When moving around, humans make dozens of decisions every second in relation to their environment and any variations within it. In the same situation, artificial intelligence has to be able to solve problems with tens of thousands of variables, doing so hundreds of times a second. “A humanoid robot travelling from point A to point B will create intermittent contacts with its environment”, explains Justin Carpentier, a researcher with WILLOW (Inria/ENS/CNRS). “This will involve putting one foot in front of the other, over and over again, while avoiding obstacles. This is where model predictive control comes in, and more specifically Pinocchio, a calculation engine that is highly effective when it comes to describing complex interaction phenomena.”

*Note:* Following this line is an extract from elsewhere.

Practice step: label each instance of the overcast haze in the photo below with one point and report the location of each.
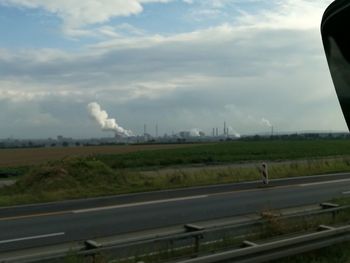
(184, 64)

Essentially, a robot must be able to anticipate the consequences of an ongoing action, factoring in its perceptions of its environment in real-time. “Robots are basically automatons, which means that the software that is used to control their movements must be able to calculate errors through prediction and correct ongoing movements by integrating the difficulty of the machine.” Pinocchio was designed to handle each separate stage in this process: perception, analysis and adjustment.
Enabling a robot to move around
It was while studying for his PhD with the Gepetto project team at the LAAS-CNRS in Toulouse that Justin Carpentier designed Pinocchio: “My PhD was on the computational foundations of anthropomorphic locomotion, i.e. writing an algorithm that would enable a robot to move around. At a practical level, this involves controlling its centre of mass and the motions its arms and legs have to make in order for it to move around.” Then, in 2018, Justin joined WILLOW, a team which specialises in difficulties linked to representation in the field of visual recognition, the goal being to enable the laboratory to expand into embodiment, the use of artificial perception to generate movement for robotic systems.

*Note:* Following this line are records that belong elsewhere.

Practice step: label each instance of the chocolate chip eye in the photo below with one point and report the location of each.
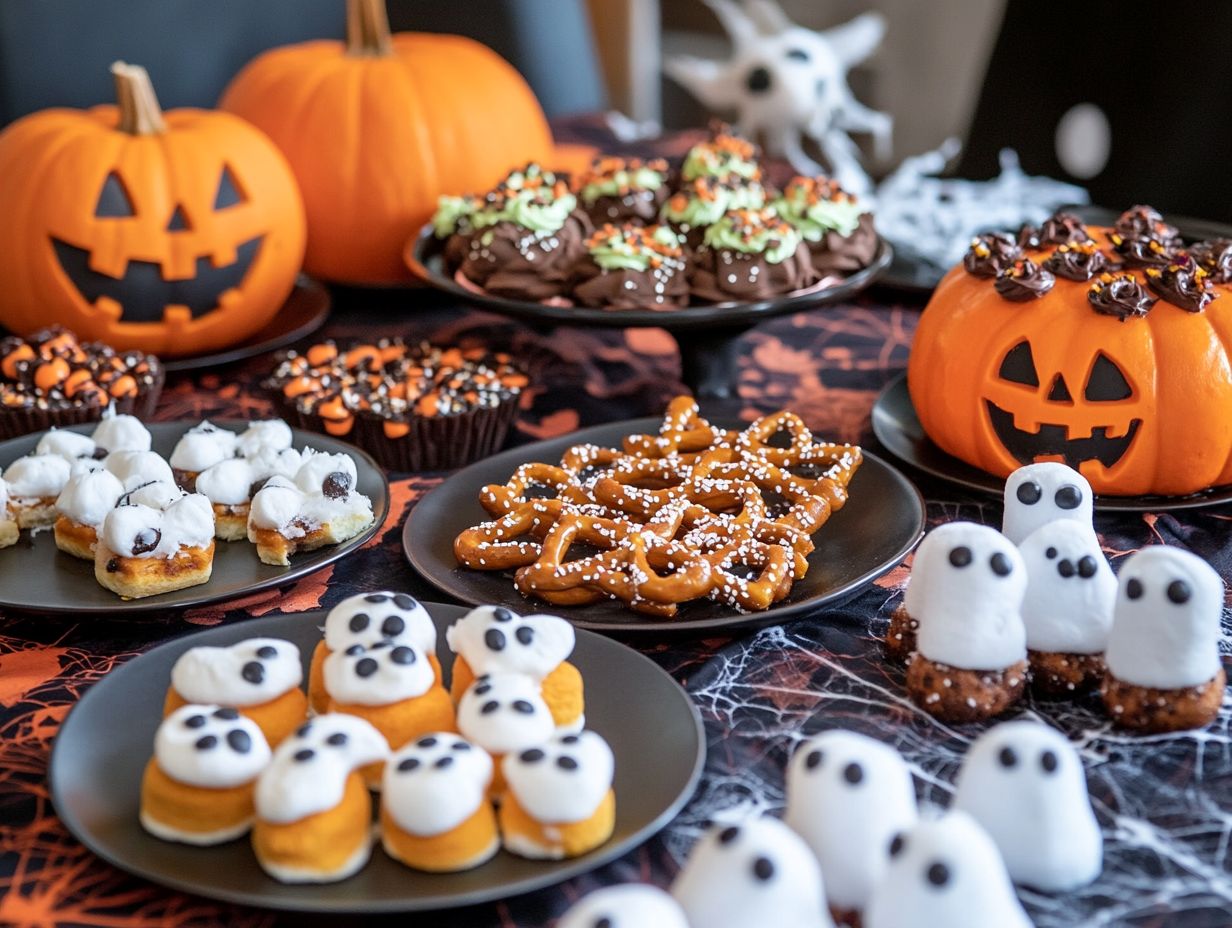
(763, 869)
(239, 740)
(1179, 592)
(253, 672)
(939, 874)
(1029, 493)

Having proven its worth, Pinocchio is now widely used in industry where, as a result of its generic design, it can be used to create reliable and effective models of a wide range of robots. “Robots on production lines have very little interaction with their environments. Robots are more autonomous inside logistics warehouses, where they can communicate with each other, but interaction remains limited. The real challenge lies in dealing with contact interactions when the robot is to be used outside of factories or laboratories.”
Understanding human movement
With a processing time that can be measured in microseconds, Pinocchio is highly effective at solving movement equations for complex systems. It can also be used to understand how human locomotion works.

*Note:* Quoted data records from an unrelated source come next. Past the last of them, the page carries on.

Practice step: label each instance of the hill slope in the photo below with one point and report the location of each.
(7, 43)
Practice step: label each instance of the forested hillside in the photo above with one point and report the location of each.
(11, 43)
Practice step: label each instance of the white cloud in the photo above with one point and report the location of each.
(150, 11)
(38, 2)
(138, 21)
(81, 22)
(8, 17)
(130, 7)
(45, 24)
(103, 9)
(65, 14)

The work carried out by WILLOW involves modelling phenomena resulting from contact interaction and making algorithms out of them, which are then implemented in Pinocchio in order to capture the interactions of a robot or human with its environment. We are currently extending Pinocchio in order to identify the dynamics of human movement and the effort involved based on visual data.
The concept involves filming humans carrying out activities, such as running or climbing for example, and then using the footage to create a digital twin by reproducing the movements in three dimensions on a visual map.
Although Inria and the CNRS, under the supervision of Justin Carpentier, are chiefly responsible for future uses of Pinocchio, the source code for which is available open-source, it is also being used in a number of EU projects.
Operating at an EU level
Launched in 2022, AGIMUS is a collaborative research project on robotics comprising nine partners from academia (the project leader LAAS-CNRS, Inria Paris and CTU Prague) and industry (the Toulouse-based companies Toward and Airbus, the Spanish company PAL Robotics, the Czech company Thimm and the Greek companies Kleeman and Qplan). They have come together to work on the research and development of new methodologies for generating the movements of robots, with a particular emphasis on manipulators. “Many robots used in industry are just automated arms on a stationary base. We are exploring the possibilities of perfecting the mobility of these robot arms in order to boost their autonomy and their interactions with operators.”
The project euROBIN, meanwhile, is comprised of 31 partners from 14 different countries. Supported as part of the Horizon Europe programme, its aim is to accelerate the industrial deployment of robotics and artificial intelligence solutions developed in the context of academic research. A number of Inria teams are active participants in euROBIN (WILLOW, Acentauri, Defrost, Chroma, Robotlearn, Rainbow), alongside the Larsen project team, shared by Inria and Loria, which is in charge of the “Personal robots” component.